Real estate agents arrive at a brokers tour showing a house for sale in San Rafael, California.
With mortgage interest rates hovering near a record low, mortgage demand, especially from homebuyers, is now significantly higher than a year ago, but there are warning signs that first-time buyers may be struggling to stay in the market.
Total mortgage application volume fell 0.8% last week from the previous week, according to the Mortgage Bankers Association’s seasonally adjusted index.
Mortgage applications to purchase a home were 2% lower last week than the previous week but a strong 21% higher annually. Homebuyers are making up for lost time last spring and appear to have a new urgency to move due to the Covid-19 pandemic. Buyer demand for new construction is especially strong, as the supply of existing homes for sale continues to shrink.

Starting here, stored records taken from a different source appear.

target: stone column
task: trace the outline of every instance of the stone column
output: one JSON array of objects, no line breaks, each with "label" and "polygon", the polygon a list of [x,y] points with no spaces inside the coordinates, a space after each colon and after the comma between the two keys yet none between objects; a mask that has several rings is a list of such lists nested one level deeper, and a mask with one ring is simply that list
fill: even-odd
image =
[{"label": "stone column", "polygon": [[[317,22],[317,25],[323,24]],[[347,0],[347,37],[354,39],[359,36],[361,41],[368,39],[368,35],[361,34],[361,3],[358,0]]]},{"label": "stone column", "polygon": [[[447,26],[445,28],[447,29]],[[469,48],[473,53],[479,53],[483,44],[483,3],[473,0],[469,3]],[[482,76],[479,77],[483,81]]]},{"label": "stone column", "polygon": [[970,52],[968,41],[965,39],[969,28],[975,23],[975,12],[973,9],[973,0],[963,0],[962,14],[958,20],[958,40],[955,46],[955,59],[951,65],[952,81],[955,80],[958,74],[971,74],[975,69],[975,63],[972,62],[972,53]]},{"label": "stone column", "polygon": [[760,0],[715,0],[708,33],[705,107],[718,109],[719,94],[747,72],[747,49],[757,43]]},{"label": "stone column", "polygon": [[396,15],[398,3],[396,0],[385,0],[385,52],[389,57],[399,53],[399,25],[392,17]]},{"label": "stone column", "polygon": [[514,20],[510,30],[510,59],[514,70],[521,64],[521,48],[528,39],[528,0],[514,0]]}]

Applications to refinance a home loan were basically flat, falling 0.4% for the week but were 121% higher than a year ago. Refinance demand has been riding high because mortgage rates keep falling. Even small rate moves open the field to more borrowers who can benefit and save much-needed cash on their monthly payments.
The average contract interest rate for 30-year fixed-rate mortgages with conforming loan balances of up to $510,400 remained unchanged at 3.20% with points and origination fees increasing to 0.37 from 0.35 for loans with a 20% down payment.
However, the average rate for FHA-backed 30-year fixed-rate mortgages jumped to 3.27% from 3.13%.
That led to much larger drops in applications for FHA loans to refinance and purchase a home. FHA loans are popular with first-time homebuyers because they offer lower down payments.
A pullback on FHA purchase demand could be a red flag in the housing recovery. These buyers made up a strong 35% of closed sales in June, according to the National Association of Realtors, but that was before the pandemic took another turn for the worse. Higher interest rates, as well as rising home prices, may be weighing on this cohort.
“This trend, along with the fact that average loan sizes are increasing, indicate that prospective first-time buyers are being impacted more by the rising economic stress caused by the resurgence in Covid-19 cases, as well as the uncertainty on how the next round of government support will take shape,” said Mike Fratantoni, chief economist for the MBA.
Mortgage rates moved slightly higher at the start of this week but could see a more dramatic move later in the week, after the Federal Reserve reports its latest stance on monetary policy on Wednesday afternoon.